I was under the impression that including

[pex-cli]
version = "v2.1.159"
known_versions =[
    'v2.1.159|macos_arm64|83c3090938b4d276703864c34ba50bcb3616db0663c54b56dd0521a668d9555f|3671772',
    'v2.1.159|macos_x86_64|83c3090938b4d276703864c34ba50bcb3616db0663c54b56dd0521a668d9555f|3671772',
    'v2.1.159|linux_x86_64|83c3090938b4d276703864c34ba50bcb3616db0663c54b56dd0521a668d9555f|3671772',
    'v2.1.159|linux_arm64|83c3090938b4d276703864c34ba50bcb3616db0663c54b56dd0521a668d9555f|3671772',
]

would somehow include

https://github.com/pantsbuild/pex/pull/2295/files#diff-b1297a55702e854b6233796710a712f1f3fd47905ecc1fabd9f03c63ac980b43R1473-R1487 would resolve this.

and that the generated bin/pants would include the shebang limit fix. Unfortunately that hasn't been the case. FWIW if I manually update the file to

#!/bin/sh
# N.B.: This python script executes via a /bin/sh re-exec as a hack to work around a
# potential maximum shebang length of {max_shebang_length} bytes on this system which
# the python interpreter `exec`ed below would violate.
''''exec /home/yjabri/.cache/nce/29319df9a6ca02e838617675b5b8dd7e5b18a393c27e74979823158b85c015d9/bindings/venvs/2.18.1/bin/python3.9 -sE "$0" "$@"
'''
# -*- coding: utf-8 -*-
import re
import sys
print(sys.path)
from pants.bin.pants_loader import main
if __name__ == '__main__':
    sys.argv[0] = re.sub(r'(-script\.pyw|\.exe)?$', '', sys.argv[0])
    sys.exit(main())

it doesn't include the /home/yjabri/dummy/foo path.

yjabri commented 5 months ago

I spent sometime going through the scie-pants repo and familiarizing myself with the pants bootstrap process.
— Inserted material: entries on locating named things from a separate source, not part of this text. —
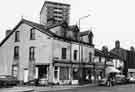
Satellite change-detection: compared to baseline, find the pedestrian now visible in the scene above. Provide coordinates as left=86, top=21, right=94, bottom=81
left=107, top=74, right=112, bottom=87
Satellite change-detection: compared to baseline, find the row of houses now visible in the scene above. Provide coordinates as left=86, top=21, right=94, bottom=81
left=0, top=19, right=133, bottom=84
left=0, top=2, right=135, bottom=84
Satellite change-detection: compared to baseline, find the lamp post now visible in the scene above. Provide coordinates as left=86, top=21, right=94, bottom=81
left=79, top=14, right=90, bottom=83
This bug has nothing to do with OS, scie-pants, .env files. I was definitely reaching for straws lol.

I believe the root cause is the released Pants Pex that gets bootstrapped is using an older version of Pex. I unzipped the x86 Linux Pex for Pants from https://github.com/pantsbuild/pants/releases/tag/release_2.19.0. The file PEX-INFO contains {"pex_version": "2.1.148"}. (I know the ticket mentions that I'm using 2.18.1 and I referenced 2.19 but I'll happily upgrade)

If it was 2.1.154 or later the above shebang with the ''''exec trick ought to be included.

I'm going to close this issue and ask about why 2.1.148 is being used on the Pants Slack channel.